The Evergreen Congregational Church and School is a historic church and school at 497 Meridian Road in Beachton, Georgia. It is notable for its architecture, its association with social history of the area, and its association with civil rights movement leader Andrew Young, who served as pastor from 1957 to 1959. It was added to the National Register of Historic Places in 2002.

==Church==
The Evergreen Congregational Church was founded in 1903 by a group of Beachton residents and, in 1904, a frame church was built. In 1925, the original church was demolished, and the concrete-block church was completed in 1928. It is a gable-front church with an entrance porch and cupola. The church is typical of African-American churches, with the simple massing of its gable roofed rectangular-shaped sanctuary and in its use of inexpensive materials, such as concrete block and stucco. The rough finish on the poured-concrete walls indicates the work of congregation members and not skilled laborers. Between 1989 and 1991, the congregation built a 30-foot long annex to the rear of the church.

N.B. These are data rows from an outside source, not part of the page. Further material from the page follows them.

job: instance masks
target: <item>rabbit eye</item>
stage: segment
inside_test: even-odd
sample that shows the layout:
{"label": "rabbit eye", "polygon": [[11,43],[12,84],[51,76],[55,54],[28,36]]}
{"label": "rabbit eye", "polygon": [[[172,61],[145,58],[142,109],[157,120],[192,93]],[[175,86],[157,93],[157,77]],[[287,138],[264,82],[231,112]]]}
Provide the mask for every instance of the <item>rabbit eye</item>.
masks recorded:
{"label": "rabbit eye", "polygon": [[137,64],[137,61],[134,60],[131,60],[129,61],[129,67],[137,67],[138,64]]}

The Evergreen Congregational Church and School are significant because of their association with Civil Rights leader Andrew Young. In his autobiography, An Easy Burden (1996), Young noted that the lessons he learned at Evergreen served him during the struggle for civil rights. During the 1960s, he joined the Southern Christian Leadership Conference, and served as Executive Director under Dr. Martin Luther King, Jr. In 1972, he was elected to Congress.

Reverend William H. Holloway served as the first church pastor, from 1904 until 1910. He was followed by Reverend Henry S. Barnwell (1910-1916), Reverend George W. Hannar (1924-1930), Reverend W. J. Hill (1930-?), Andrew Young (1957-1959). In 1974, Reverend Artis Johnson arrived and remains the current pastor.

It is now known as the Evergreen United Church of Christ.

==School==

In 1903, Jerry Walden Jr. led a group of community men in erecting a one-room wood school building on a one-acre site that was donated by Please Hawthorne. This was the first school for black children in the area. Walden (who was born in Grady County, Georgia, in 1869, and attended public school in Thomas County, Georgia, and later Morehouse College in Atlanta) was the first African-American teacher in Beachton. He taught in Beachton until his death in 1935. Please Hawthorne was born in 1854 in rural Grady County, and spent much of his life running a general merchandise store in the Beachton area until his death in 1927.

The one-room school was replaced by the current school in 1911. It was designed by congregation member James E. Wright (1887-1972), one of Georgia’s first African American architects who had an architecture degree from Tuskegee University. The school is a one- and one-half-story cruciform-plan building with classrooms on the first floor and quarters for teachers above. The interior of the school remains largely unchanged since it was built.

From the beginning, the American Missionary Association assumed responsibility for the church and school because of negligence by the public schools in the education of African-American children. In 1916, the school was renamed Grady County Training School when the county assumed partial responsibility for the school.

In 1938, the educational programs at Evergreen were moved by the county to another location. The
Evergreen school was then used as a community hall for such activities as voter registration drives,
meetings with county commissioners, farm agents, home demonstration agents, 4-H Boys and Girls
Clubs, and Boy Scouts. The school is currently known as Evergreen Recreation Center and serves
as the fellowship hall for Evergreen church.